In 2016, the cost of houses in capital cities rose 10.9%, which represents the fastest growth in real estate prices since 2009. Since the Global Financial Crisis, house prices have increased by almost 98% in Sydney and nearly 84% in Melbourne.
The cost of buying a house increased at a much higher rate than the cost of purchasing an apartment, which led to weaker rental yields for houses. The cost of a house in Melbourne rose 15.1%, whereas the price of apartments only rose 1.7%. In Sydney, housing prices rose 16.7% against a 9.6% increase in apartment prices.

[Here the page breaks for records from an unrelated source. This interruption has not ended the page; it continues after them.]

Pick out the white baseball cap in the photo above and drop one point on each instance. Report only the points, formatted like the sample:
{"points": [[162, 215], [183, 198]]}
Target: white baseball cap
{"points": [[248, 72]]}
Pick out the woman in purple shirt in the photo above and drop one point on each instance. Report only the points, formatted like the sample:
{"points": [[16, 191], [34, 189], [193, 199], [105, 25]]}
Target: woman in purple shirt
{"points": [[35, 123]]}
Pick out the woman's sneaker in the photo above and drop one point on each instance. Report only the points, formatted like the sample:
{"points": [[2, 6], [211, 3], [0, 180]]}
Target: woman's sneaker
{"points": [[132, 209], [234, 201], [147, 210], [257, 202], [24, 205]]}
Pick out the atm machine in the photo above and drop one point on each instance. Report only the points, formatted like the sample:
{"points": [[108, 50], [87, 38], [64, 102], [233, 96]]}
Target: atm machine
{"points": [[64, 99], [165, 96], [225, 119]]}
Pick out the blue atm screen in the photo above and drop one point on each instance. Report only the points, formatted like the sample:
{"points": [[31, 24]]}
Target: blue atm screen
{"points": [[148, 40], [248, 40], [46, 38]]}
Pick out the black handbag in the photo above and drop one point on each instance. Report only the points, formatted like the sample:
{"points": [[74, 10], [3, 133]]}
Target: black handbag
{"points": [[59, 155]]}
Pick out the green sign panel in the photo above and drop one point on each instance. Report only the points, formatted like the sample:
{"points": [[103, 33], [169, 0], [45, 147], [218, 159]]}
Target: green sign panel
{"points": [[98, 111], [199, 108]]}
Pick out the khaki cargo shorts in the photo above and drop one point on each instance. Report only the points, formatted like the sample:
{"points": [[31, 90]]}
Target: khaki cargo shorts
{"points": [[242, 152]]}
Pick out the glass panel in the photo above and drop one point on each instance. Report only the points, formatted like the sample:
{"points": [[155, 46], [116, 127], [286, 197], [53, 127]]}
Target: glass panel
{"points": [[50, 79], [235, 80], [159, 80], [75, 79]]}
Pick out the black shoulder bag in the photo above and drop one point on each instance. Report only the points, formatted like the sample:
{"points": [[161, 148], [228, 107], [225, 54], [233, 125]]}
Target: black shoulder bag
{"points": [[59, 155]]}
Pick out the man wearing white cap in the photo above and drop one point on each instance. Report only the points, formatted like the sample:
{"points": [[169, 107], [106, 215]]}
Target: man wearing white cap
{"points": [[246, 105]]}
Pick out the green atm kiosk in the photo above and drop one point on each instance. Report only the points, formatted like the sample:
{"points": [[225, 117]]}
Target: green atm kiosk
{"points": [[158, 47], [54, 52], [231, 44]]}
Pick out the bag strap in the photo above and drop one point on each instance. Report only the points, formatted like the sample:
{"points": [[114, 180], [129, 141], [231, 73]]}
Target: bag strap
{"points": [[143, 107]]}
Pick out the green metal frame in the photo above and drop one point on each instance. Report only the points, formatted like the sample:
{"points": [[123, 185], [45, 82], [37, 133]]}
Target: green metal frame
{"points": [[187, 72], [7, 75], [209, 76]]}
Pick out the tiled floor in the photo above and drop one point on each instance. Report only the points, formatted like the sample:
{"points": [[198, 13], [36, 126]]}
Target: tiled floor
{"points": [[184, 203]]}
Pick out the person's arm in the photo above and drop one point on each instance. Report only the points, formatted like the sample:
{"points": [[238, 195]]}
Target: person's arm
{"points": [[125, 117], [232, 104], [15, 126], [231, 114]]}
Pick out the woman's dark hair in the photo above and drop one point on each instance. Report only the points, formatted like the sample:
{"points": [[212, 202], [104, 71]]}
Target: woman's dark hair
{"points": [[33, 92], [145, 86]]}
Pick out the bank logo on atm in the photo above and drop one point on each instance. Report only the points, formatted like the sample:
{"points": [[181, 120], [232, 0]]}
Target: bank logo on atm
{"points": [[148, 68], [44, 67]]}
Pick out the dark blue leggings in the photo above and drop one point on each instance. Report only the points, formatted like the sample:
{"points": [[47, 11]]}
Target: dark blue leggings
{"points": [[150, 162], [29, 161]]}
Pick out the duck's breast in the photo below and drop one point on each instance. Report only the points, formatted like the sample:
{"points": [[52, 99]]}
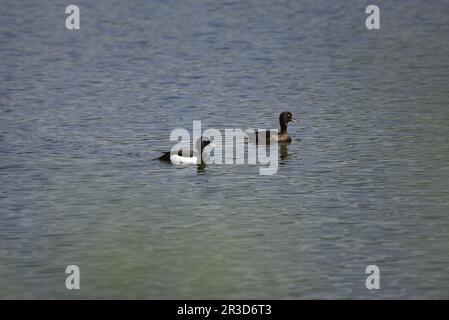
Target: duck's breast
{"points": [[177, 159]]}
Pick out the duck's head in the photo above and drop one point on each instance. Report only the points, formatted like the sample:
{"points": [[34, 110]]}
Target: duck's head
{"points": [[204, 143], [284, 118]]}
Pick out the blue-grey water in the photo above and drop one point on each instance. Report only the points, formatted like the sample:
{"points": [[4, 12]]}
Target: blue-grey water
{"points": [[365, 180]]}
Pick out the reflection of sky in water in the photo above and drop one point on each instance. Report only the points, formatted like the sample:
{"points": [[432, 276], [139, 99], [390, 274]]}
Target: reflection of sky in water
{"points": [[364, 181]]}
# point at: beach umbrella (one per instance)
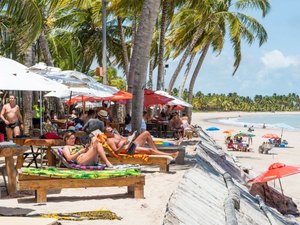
(175, 100)
(228, 131)
(276, 171)
(153, 98)
(119, 96)
(16, 76)
(270, 136)
(212, 129)
(240, 134)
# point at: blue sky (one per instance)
(272, 68)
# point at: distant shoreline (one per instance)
(215, 117)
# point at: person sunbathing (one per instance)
(120, 144)
(88, 155)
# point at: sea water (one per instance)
(275, 121)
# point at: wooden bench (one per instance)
(154, 160)
(135, 184)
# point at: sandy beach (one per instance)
(258, 163)
(160, 186)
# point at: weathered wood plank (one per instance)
(41, 184)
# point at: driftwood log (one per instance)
(274, 198)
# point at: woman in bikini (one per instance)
(88, 155)
(119, 144)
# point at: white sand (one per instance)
(259, 162)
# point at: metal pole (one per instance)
(104, 41)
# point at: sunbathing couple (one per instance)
(89, 155)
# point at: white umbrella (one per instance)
(78, 91)
(72, 78)
(176, 101)
(15, 76)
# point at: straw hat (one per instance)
(103, 113)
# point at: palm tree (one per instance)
(140, 58)
(213, 17)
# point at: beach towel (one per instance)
(102, 139)
(72, 165)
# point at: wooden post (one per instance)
(11, 175)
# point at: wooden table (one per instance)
(9, 151)
(41, 142)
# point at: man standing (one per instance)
(12, 118)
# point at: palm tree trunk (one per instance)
(164, 19)
(27, 97)
(195, 75)
(130, 77)
(45, 49)
(124, 47)
(188, 67)
(183, 59)
(104, 50)
(140, 59)
(150, 77)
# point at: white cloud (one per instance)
(275, 60)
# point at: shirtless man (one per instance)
(120, 144)
(11, 116)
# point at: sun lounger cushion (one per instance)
(79, 174)
(59, 154)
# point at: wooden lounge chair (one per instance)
(40, 183)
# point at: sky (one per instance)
(272, 68)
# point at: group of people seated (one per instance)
(90, 154)
(170, 120)
(238, 145)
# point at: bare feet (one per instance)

The Housing Affordability Report compiled by CoreLogic shows that the cost of residential property in Sydney is 8.3 times higher than annual household incomes. Due to this disparity, the Report estimates that households spend almost 45% of their income on paying the mortgage. This figure illustrates the elitism that the Australian housing market currently entertains, with residential property prices surging while wages remain steady. However, the rise in house prices has also allowed the construction industry to fill the gap left by the mining sector and has contributed to consumer confidence.
The Australian housing boom, which was expected to slow in 2016, has surged through the year to have house prices at an unexpected high. Property forecasts are now showing that the upward trend of property prices in capital cities could continue throughout the new year.